Marillier - Soeur des cygnes - Eden l'a lu
Ambitieux, ce projet de Juliet Marillier : elle s’attaque à un conte traditionnel des frères Grimm, celui des six frères cygnes.
Je suis certaine que vous vous en souvenez : la méchante marâtre lance un sort à une fratrie de sept enfants pour les transformer en cygnes. Or, la plus jeune, la seule fille, lui échappe. Ses grands frères subissent la métamorphose et pour les libérer de cette terrible malédiction la jeune sœur devra tisser et coudre six chemises de fleur d’étoiles, une plante venimeuse qui déchire les mains. Et durant tout le temps qu’elle mettra, elle ne devra prononcer aucun mot, aucun son au risque de condamner ses frères pour toujours.
 
Quand j’étais petite fille c’était l’un de mes contes préférés. J’avais donc très peur en ouvrant ce roman, car l’auteur, me disais-je, allait certainement tout gâcher. Et bien, non ! Juliet Marillier parvient à nous livrer ce conte du point de vue de la petite soeur - tout en tissant une autre histoire dans l'ouvrage.
L’intrigue est logiquement vite résumée : Sorcha est la plus jeune d’une fratrie de sept enfants. Elle n’a que douze ans et aime courir avec ses six frères dans la forêt, découvrir les plantes, vivre heureuse. Elle en a beaucoup l’occasion, puisque son père est très absent. Depuis la mort de sa femme, morte en couches à la naissance de Sorcha, il a changé et se consacre à la guerre, délaissant sa famille qu’il vient tout juste inspecter de temps à autres. Un jour il revient avec une nouvelle épouse. Très rapidement, Sorcha et ses frères ressentent quelque chose d’inquiétant chez cette femme et ils ne se trompent pas, car elle va leur lancer cette terrible malédiction qui les transformera en cygnes. Sorcha parvient à lui échapper, mais elle ne verra désormais ses frères que deux nuits par an, lors du solstice d’été et lors du solstice d’hiver. Tout le reste du temps elle est seule face à sa tâche : il faudra découper la fleur d’étoile qui déchire la peau, la tisser, coudre des chemises. Sorcha pense qu’il ne lui faudra que quelques mois, mais rapidement elle réalise que le temps devra se compter en années plutôt qu’en mois …
Donc, l’intrigue est celle du conte de Grimm, me direz-vous. Oui et non. Oui, parce que c’est la trame du roman, oui parce que le conte est parfaitement respecté, oui, c’est le cœur même de l’œuvre.
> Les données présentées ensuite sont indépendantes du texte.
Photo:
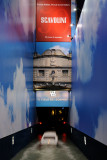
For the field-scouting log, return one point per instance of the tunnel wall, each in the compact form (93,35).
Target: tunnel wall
(17,99)
(88,112)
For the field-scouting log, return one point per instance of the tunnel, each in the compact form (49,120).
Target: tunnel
(53,81)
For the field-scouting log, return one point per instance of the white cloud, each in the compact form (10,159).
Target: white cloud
(74,118)
(14,113)
(86,38)
(101,130)
(63,49)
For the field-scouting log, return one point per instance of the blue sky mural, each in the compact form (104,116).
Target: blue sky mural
(17,99)
(89,72)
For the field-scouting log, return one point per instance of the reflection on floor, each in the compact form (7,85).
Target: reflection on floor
(65,150)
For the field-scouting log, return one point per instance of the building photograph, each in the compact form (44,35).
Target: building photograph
(52,70)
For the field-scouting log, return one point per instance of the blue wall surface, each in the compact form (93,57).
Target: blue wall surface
(89,67)
(17,99)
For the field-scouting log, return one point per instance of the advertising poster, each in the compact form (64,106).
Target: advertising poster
(52,99)
(53,20)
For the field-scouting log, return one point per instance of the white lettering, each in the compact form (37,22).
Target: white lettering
(53,19)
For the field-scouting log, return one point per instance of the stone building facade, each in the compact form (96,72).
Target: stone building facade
(52,70)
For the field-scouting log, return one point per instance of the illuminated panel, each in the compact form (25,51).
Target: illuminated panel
(53,20)
(52,99)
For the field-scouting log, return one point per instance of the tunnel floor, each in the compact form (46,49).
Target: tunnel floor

Non, parce que l’histoire va bien plus loin. Déjà, la transformation des six frères en cygnes n’intervient qu’au milieu du premier volume (l'histoire compte deux volumes). Le début nous permet de découvrir Sorcha, à travers son apprentissage des plantes, lorsqu’elle se sert de ses talents de guérisseuse, lorsqu'elle discute avec ses frères … On observe une jeune fille sauvage, naïve, qui ignore tout de la méchanceté des hommes et qui est pourtant étonnamment mature. Et tout le long nous savons quel destin terrible l'attend ! Les six frères ont chacun leur propre caractère et leurs propres aspirations. Certains sont plus proches de Sorcha que d’autres, certains partagent plus leur temps avec le sien comme par exemple Finbar. Mais tous les sept sont là les uns pour les autres et ce lien pourra les sauver. Lorsque les sept garçons ne sont plus en mesure d’aider leur petite sœur, ils en souffrent beaucoup. Car quand Sorcha se retrouve seule, elle est soudainement dépourvue de la protection de ses frères, pour la première fois de sa vie. Nul être vers qui se tourner.
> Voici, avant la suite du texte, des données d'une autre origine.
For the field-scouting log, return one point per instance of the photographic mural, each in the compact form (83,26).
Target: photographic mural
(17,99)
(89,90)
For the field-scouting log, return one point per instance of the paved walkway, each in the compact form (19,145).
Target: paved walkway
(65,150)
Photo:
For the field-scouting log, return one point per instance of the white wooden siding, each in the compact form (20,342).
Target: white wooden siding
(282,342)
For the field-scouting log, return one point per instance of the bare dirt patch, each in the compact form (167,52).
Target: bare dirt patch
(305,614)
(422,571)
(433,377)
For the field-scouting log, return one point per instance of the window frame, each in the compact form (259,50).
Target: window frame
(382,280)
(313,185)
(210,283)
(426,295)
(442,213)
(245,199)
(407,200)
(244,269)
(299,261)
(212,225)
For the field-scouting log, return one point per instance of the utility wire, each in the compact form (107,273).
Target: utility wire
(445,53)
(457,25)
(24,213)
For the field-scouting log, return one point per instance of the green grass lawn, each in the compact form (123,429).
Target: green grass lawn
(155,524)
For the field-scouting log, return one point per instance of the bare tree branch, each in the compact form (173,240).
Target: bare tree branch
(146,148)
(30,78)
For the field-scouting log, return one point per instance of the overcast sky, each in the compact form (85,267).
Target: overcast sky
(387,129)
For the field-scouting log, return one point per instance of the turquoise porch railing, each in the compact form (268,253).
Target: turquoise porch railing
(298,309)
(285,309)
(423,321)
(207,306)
On souffre avec elle de cette solitude, on vit ses peurs, sa faim, ses interrogations, on est désolé en voyant ses mains qui s’abîment, qui ne retrouveront jamais leur beauté. Et toujours cette tache quasi insurmontable de coudre six chemises. Curieusement, on oublie par moments qu’il s’agit là d'un conte de Grimm. On entre complètement dans le monde de Sorcha, un monde en même temps si immense puisqu’elle est seule dans la forêt, et en même temps si réduit puisqu’elle se trouve coupée de tout contact humain. Si on sait dès le début ce qui se passera, on a tout de même des surprises, car le style est profond, plein d’odeurs, de bruits, de glapissements, d’arômes ; de plus, les dangers de la forêt sont nombreux ! Alors même que Sorcha passe le plus clair de son temps seule (du moins dans ce premier volume), le livre est vivant et on n’a pas le temps de s’ennuyer. Et oui, nous connaissons les aboutissants de l’histoire qui se construit autour de Sorcha, mais c'est bien la découverte du chemin qu'elle suit qui nous livre là un joli roman.
 
J’avais une autre crainte : inspiré d’un conte de fées, je pensais qu’il s’agirait certainement d’un livre pour enfants ou pour adolescents. Oui, un adolescent le lira avec un énorme plaisir, comme tous les livres fantasy, je pense. Mais il s’agit néanmoins clairement d’un « vrai » roman fantasy, car l’écriture est profonde et se réfère à des sentiments et souffrances qu’on ne comprend qu’avec un peu de vécu. Comme pour tout bon livre, le regard sur l’histoire change.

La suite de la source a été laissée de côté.